More than £366 billion is languishing in UK current and savings accounts earning returns of 1% or less, according to analysis. In January, Yorkshire Building Society and data consultancy CACI estimated there was £380 billion held in accounts paying 1% or less.

According to new research by the organisations, that total has reduced slightly, meaning there is still thought to be more than £366 billion sat in low-paying accounts. Nearly a fifth (17%) of people admit to having never checked what rate of interest they are earning on their savings, according to an Opinium survey for Yorkshire Building Society.

Over a third (36%) admit they keep their savings in their current account. The analysis with CACI indicates there are still nearly 13 million current accounts held in the UK with balances above £5,001, and of those people who hold at least £5,001 in their current account, the average balance held is £23,700.

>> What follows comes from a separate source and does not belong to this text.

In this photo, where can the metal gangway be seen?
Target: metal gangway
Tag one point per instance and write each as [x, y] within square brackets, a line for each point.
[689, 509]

According to Money Savings Expert, Yorkshire Building Society offers a savings rate of 4.8% in an account which can be opened online with just £1 and allows unlimited withdrawals. It also lists app-based Chase bank's 5.1% interest rate account among 'what we'd go for'.

A 5% interest rate on £366billion would see £18billion interest being paid over a year.

Chris Irwin, director of savings at Yorkshire Building Society, said: “Despite the attention savings interest rates continue to have following the significant increases in the (Bank of England base rate), it’s surprising that there continues to be such large pockets of people who are significantly missing out on savings interest. We started the year highlighting that keeping large amounts of funds in low-paying current accounts has become a costly mistake for millions.

“It’s encouraging to see that for a small number of people they have made moves to improve the situation, however, there is still an incredible amount of money not earning returns like they could be.” Rachel Springall, a finance expert at Moneyfactscompare.co.uk said: “Consumers will have different reasons for why they save and how, but it is essential they check that their account is paying a decent return of interest on their hard-earned cash.

“Loyalty does not always pay and the convenience of stashing cash in a current account means many savers are getting little to no interest. Interest rates have changed considerably over the past 12 months but if someone does not proactively switch, they could be losing money in real terms due to inflation.”

Opinium Research surveyed 2,000 people across the UK in May.